Aún por encima de la ciudad, nos tumbamos en una meseta rocosa al sol y sonreímos como locos. ¡Qué país, qué descenso! El suelo se vuelve más oscuro y arenoso, y muchos tramos están ahora pavimentados con escalones y muros. Parece que nos acercamos de nuevo a la zona urbana. Pero el altímetro sigue marcando 2500 metros.
Cada vez que pensamos que la ciudad empieza por fin tras la siguiente curva, el camino vuelve a ser más agreste y técnico. Al menos volvemos a encontrarnos con gente que nos saluda con un gran "hola" e insiste en que nos hagamos una foto de recuerdo juntos. No llegamos al fondo hasta primera hora de la tarde. Los frenos echan humo y todo el mundo está cansado, pero feliz y enriquecido por un descenso de primera clase.
El día empieza temprano, con sol, por supuesto.

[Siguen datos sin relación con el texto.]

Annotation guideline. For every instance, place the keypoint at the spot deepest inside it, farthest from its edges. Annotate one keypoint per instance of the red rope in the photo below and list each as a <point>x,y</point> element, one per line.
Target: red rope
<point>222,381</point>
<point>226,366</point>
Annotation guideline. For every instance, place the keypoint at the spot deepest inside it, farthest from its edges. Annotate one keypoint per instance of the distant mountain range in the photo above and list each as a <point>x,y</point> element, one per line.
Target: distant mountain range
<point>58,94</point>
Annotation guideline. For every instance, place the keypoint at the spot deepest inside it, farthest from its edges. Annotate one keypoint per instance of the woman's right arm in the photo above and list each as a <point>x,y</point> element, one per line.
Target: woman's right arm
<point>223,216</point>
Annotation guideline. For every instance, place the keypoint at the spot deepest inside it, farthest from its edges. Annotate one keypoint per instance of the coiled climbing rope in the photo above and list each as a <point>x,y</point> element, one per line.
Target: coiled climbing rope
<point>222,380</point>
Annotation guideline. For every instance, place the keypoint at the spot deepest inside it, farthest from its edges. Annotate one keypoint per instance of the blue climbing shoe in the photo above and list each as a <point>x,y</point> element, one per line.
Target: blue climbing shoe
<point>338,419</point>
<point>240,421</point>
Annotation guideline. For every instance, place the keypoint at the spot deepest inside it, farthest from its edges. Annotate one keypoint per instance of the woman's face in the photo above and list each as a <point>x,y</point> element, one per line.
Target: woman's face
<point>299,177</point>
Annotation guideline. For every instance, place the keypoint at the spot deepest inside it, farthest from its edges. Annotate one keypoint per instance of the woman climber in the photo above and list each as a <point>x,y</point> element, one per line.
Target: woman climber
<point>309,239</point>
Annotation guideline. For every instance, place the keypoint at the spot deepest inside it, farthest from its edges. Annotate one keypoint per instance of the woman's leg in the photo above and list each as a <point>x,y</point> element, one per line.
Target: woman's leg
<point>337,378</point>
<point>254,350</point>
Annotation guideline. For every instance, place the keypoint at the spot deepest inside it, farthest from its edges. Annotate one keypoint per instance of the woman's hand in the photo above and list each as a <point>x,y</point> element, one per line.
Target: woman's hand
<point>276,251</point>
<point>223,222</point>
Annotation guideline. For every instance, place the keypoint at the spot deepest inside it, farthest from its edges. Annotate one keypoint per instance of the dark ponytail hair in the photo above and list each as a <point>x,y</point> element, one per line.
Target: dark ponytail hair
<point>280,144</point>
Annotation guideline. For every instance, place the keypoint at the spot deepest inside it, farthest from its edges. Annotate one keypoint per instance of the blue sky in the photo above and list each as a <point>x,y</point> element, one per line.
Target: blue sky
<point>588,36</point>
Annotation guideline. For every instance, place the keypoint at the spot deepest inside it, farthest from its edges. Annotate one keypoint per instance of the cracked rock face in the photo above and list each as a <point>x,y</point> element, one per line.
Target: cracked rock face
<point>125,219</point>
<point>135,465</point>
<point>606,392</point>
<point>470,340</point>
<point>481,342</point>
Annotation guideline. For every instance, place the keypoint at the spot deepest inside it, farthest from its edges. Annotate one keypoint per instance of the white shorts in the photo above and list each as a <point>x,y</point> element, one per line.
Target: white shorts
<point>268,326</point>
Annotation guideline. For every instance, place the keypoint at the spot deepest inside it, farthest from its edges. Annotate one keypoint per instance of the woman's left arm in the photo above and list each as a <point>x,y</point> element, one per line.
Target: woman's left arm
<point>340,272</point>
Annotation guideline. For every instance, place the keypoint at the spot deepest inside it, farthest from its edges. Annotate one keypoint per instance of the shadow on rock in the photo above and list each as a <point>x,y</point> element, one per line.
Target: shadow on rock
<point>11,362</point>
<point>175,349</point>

Rápidamente recogemos nuestro campamento y tomamos la góndola hasta la estación más alta. Nos recibe un viento frío y un gran hotel, el Complejo Tochal. En él se puede pasar la noche a 3.750 metros de altitud. Pero a nosotros nos interesa más el descenso que se avecina. Nos esperan casi 2500 metros de altitud. Y es duro. Tras un ascenso muy empinado y, debido a la altitud, extremadamente agotador sobre grava de la estación de esquí hasta la cumbre del Tochal, la diversión comienza con un sendero formado por grandes fragmentos de piedra. Suena como si se viajara sobre un xilófono de gran tamaño. Este sendero se extiende durante kilómetros a lo largo de una cresta montañosa antes de descender en empinadas curvas hacia el pueblo. Nos cruzamos con una horda de caballos que sólo levantan brevemente la vista cuando pasamos junto a ellos en medio de una nube de polvo. Un camino de arcilla cambia repetidamente de orilla del arroyo por el que rodamos a través de pequeños vados. Unas costillas rocosas que se extienden por los flancos de la montaña desde muy arriba cruzan nuestro camino una y otra vez, aderezándolo con tramos desafiantes. Los que consiguen mantenerse sobre sus bicicletas son animados por los demás. El descenso dura tanto que empiezan a dolernos los antebrazos, y no parece que nos acerquemos mucho más a la ciudad. Un pequeño valle se abre y nos invita a jugar con bermas y pequeños saltos, luego el camino vuelve a empinarse. Descanso. Nos duelen los brazos de tanto bajar, así que nos detenemos. Nadie había creído necesario parar a comer en la bajada hasta ahora.
Pasamos las últimas horas de nuestro viaje en la ciudad. Una vez más, disfrutamos de una suntuosa comida con nuestros anfitriones y todos nuestros nuevos amigos. Una vez más, disfrutamos de la abrumadora hospitalidad que es tan natural en la gente de aquí. Una vez más, celebramos espontáneamente una fiesta con gente que acabamos de conocer en la calle. Una vez más, las leyes del país se subordinan a la diversión... hasta que casi no queda tiempo para coger el avión. La noche está a punto de terminar cuando nuestro avión despega de la pista oscura y llena de baches y se dirige hacia el oeste...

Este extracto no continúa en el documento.